新幹線開業前、ストロー現象という“幻痛”に惑わされるな:杉山淳一の時事日想(2/4 ページ)
都市間をトンネルや橋、高速鉄道で便利にすると「ストロー現象」が起きる。大都市の経済力に小都市の経済圏が引き寄せられ、小都市が衰退すると信じられている。本当にそうだろうか。少なくとも過去に開通した新幹線開業では、そうした事態は確認できなかった。
瀬戸大橋でストロー現象は起きていなかった
読者諸兄はストロー現象にどんなイメージを持つだろう。列挙すると「人口が大都市へ流出する」「企業が大都市へ移転する」「買い物客が大都市を志向し、地元の商店が衰退する」などが思い浮かぶ。つまり、小都市は人口が減り、職場も減り、商店も減る。2つの都市のうち小さな都市側に立ってみると、とても恐ろしいシナリオだ。
瀬戸大橋によって四国側の経済は衰退したか。その検証に適した文献を見つけた。

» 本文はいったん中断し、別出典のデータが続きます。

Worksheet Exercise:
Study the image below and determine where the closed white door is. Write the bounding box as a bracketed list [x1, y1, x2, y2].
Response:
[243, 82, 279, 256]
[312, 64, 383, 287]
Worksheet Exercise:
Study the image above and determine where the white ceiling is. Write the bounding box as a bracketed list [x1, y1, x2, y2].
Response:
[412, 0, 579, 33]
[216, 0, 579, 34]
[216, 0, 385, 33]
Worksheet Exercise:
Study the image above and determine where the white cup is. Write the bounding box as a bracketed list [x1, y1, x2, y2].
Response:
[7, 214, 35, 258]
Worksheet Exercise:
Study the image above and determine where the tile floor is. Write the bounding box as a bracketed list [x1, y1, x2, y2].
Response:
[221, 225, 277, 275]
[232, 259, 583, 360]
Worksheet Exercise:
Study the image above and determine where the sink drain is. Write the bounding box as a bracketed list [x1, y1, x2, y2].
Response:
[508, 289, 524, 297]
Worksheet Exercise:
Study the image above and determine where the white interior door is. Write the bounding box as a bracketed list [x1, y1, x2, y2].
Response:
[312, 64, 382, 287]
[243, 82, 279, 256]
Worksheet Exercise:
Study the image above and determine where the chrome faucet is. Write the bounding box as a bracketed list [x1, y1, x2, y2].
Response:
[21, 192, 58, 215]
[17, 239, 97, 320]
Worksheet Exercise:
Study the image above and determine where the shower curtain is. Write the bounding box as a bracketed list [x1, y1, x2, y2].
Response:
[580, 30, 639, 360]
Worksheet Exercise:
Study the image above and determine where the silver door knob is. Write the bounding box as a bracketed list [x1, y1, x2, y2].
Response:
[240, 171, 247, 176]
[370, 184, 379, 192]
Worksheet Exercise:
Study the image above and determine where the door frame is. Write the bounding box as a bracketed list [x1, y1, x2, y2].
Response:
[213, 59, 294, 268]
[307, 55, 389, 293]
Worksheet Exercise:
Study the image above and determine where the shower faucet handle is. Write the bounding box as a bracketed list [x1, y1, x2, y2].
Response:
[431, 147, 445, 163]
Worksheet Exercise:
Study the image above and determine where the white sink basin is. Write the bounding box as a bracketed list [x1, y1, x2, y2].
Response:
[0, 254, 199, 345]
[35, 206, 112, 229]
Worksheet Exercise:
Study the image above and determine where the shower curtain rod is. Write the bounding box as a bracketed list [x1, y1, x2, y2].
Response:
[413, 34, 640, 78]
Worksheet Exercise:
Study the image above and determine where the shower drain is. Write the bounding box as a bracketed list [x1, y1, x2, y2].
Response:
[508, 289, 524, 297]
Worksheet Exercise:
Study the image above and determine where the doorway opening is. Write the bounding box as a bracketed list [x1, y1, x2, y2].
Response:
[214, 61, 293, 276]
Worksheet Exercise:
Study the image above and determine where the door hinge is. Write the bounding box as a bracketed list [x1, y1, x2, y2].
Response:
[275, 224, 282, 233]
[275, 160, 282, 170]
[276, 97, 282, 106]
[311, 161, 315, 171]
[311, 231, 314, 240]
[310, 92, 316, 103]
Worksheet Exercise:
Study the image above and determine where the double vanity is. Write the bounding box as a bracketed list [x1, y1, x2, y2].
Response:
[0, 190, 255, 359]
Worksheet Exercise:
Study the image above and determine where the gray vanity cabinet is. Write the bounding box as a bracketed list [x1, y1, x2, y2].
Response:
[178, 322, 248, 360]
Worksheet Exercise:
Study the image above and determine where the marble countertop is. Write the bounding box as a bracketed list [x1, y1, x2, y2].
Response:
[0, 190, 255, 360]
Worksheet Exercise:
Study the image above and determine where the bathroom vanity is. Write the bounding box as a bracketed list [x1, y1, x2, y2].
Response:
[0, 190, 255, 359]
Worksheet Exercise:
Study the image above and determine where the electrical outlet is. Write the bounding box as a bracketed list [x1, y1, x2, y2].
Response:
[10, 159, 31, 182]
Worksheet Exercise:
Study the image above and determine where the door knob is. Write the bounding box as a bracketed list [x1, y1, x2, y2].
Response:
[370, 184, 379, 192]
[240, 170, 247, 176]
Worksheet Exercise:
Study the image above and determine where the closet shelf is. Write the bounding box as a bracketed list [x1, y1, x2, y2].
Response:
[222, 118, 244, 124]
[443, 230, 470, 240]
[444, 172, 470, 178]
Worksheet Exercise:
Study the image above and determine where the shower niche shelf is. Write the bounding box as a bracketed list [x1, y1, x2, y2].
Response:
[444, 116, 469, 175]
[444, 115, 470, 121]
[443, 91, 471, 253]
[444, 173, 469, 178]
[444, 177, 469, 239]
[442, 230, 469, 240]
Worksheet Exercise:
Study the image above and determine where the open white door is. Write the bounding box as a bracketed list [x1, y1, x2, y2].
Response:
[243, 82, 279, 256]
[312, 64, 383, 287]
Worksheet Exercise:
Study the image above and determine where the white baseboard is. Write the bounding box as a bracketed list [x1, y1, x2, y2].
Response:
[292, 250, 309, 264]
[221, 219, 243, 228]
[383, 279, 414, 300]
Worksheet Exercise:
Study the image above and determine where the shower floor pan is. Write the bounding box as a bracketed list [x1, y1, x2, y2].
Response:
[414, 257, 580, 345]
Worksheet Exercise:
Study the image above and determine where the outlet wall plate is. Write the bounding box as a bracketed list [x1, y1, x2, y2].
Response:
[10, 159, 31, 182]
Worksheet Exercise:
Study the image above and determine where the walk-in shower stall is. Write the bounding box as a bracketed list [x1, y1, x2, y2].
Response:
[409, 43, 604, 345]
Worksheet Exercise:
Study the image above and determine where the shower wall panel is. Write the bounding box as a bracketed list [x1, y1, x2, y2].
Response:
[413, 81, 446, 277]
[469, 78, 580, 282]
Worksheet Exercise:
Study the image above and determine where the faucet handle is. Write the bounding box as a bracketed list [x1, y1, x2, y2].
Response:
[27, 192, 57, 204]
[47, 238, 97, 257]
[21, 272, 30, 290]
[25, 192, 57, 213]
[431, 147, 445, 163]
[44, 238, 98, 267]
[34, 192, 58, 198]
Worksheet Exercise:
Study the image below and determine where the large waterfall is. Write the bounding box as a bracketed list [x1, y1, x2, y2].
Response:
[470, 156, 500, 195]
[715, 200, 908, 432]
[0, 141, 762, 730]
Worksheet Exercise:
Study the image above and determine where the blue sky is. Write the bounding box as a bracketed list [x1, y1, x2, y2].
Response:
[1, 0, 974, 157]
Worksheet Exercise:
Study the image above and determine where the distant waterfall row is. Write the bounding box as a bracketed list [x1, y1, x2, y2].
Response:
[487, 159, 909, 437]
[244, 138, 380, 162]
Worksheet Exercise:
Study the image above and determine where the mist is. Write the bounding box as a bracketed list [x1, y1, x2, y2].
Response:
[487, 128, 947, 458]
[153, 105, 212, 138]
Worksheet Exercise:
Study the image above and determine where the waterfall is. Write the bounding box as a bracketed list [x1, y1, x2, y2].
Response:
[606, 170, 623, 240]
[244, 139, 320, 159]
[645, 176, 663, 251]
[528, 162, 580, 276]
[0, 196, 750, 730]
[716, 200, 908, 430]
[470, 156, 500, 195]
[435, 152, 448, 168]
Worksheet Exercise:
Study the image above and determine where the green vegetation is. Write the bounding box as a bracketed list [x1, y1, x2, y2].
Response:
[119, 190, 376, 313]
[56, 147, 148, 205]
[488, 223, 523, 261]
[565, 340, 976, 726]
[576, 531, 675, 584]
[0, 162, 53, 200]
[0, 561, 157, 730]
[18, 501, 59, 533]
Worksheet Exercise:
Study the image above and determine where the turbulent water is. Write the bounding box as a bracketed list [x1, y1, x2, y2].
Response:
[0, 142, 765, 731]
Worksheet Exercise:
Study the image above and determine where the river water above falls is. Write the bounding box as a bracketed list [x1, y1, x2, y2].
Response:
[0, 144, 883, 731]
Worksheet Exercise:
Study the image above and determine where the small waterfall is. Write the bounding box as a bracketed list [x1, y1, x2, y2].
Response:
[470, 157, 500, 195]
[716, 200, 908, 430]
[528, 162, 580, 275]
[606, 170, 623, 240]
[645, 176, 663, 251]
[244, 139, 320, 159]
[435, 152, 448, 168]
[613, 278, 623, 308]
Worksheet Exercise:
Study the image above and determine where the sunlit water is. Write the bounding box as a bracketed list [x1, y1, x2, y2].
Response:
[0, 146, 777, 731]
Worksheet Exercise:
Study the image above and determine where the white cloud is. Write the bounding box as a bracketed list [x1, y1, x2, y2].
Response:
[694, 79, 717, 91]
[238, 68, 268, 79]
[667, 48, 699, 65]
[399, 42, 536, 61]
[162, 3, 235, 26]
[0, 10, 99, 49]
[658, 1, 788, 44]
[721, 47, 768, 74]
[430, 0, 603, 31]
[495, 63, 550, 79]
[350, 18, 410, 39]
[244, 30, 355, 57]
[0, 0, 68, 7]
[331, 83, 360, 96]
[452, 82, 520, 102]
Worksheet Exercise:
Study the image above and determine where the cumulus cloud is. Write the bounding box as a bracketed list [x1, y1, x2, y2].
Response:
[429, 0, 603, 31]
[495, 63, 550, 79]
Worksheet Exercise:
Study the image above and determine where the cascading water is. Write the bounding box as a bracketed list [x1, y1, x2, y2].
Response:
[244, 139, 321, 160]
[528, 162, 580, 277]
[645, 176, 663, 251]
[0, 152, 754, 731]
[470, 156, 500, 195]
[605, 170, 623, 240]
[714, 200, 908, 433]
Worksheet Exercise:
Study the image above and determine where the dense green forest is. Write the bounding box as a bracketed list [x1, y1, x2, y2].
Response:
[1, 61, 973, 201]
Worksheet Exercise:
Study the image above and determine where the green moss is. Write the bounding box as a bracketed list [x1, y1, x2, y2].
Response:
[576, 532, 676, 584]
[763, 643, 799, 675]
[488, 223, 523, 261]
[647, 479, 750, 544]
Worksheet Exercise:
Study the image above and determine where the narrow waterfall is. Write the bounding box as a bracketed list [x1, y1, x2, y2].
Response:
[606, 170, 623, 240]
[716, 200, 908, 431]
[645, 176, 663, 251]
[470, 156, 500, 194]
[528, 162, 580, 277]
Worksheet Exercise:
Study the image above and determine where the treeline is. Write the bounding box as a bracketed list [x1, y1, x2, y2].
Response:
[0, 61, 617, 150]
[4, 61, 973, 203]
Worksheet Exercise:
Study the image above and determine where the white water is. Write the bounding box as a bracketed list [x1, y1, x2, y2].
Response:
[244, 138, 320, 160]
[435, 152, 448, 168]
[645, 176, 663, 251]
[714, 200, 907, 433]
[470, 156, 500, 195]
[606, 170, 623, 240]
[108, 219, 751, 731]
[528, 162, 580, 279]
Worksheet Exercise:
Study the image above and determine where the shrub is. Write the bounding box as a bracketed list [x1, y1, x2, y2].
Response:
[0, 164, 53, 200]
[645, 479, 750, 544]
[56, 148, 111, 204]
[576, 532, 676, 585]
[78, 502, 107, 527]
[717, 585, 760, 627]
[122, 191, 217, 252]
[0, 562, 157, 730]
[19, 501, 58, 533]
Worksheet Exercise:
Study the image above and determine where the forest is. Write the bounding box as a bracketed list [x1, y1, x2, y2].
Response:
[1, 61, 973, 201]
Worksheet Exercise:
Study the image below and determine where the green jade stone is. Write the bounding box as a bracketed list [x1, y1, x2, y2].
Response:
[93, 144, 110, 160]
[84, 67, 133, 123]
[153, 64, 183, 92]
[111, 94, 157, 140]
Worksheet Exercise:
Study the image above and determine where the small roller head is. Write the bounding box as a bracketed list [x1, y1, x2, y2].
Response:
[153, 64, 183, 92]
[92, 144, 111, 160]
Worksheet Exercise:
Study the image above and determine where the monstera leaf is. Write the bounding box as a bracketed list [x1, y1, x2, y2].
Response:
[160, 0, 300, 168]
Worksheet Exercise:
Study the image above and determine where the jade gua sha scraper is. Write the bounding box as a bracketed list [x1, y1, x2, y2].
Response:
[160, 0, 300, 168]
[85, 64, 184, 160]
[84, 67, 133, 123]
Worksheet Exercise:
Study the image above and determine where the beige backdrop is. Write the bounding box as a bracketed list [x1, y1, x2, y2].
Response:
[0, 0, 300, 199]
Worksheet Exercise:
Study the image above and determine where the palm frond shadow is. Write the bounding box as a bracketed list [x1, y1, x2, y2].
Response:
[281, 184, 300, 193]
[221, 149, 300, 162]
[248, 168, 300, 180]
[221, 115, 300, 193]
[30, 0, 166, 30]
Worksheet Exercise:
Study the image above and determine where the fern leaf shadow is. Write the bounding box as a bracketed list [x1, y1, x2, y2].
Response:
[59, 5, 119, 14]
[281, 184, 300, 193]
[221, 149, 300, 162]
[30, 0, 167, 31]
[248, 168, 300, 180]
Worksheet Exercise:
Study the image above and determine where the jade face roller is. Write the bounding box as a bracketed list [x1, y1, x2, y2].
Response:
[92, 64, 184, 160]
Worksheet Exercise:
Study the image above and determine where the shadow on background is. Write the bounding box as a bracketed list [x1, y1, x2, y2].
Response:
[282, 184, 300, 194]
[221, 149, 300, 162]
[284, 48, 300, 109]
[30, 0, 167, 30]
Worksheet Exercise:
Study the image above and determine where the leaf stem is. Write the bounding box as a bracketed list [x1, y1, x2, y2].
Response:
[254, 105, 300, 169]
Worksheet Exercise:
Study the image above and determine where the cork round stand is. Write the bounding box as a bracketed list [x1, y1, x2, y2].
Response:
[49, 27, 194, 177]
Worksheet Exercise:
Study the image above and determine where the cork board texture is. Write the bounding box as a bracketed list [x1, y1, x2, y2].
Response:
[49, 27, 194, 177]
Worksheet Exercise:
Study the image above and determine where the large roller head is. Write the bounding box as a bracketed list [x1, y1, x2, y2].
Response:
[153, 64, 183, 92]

瀬戸大橋開通20年後の2008年に、日本銀行高松支店が作成した「香川県・徳島県金融経済レポートだ。本書によると「香川県では1990年代に入ってから、住宅投資や個人消費の成長率が全国を上回るようになってきた」という。その理由は「瀬戸大橋の開通および高速道路網の整備を契機として(略)郊外への住宅投資が活発化したほか、県外資本による郊外型商業施設の整備に伴って個人消費が刺激された」という。あれ、むしろ消費経済は発展しているようだ。
ただし事業所については、「近畿地方に本社を置く企業は、2001年から2006年にかけて1割強減少」している。その理由は「明石海峡大橋の開通によって四国と近畿の一体化が進んだことに伴い、四国内の拠点が整理・統合された可能性を示唆」するという。瀬戸大橋の先の岡山には吸い取られなかったけれど、神戸や大阪には吸い取られたらしい。ただし、「四国内他県および関東、東海地域からの進出が増加」した。香川県は四国内の拠点として注目されていると考えられる。
人口の推移について、東京、大阪、岡山、広島に対しては転出超過。ただし、四国内の他県からは転入超過となっている。事業所も四国内他県から香川に進出する傾向が見られた。まとめると、瀬戸大橋によって香川県の拠点としての価値が高まっているようだ。ストロー効果を心配した都市より、その周辺の方がマイナス影響を受けている。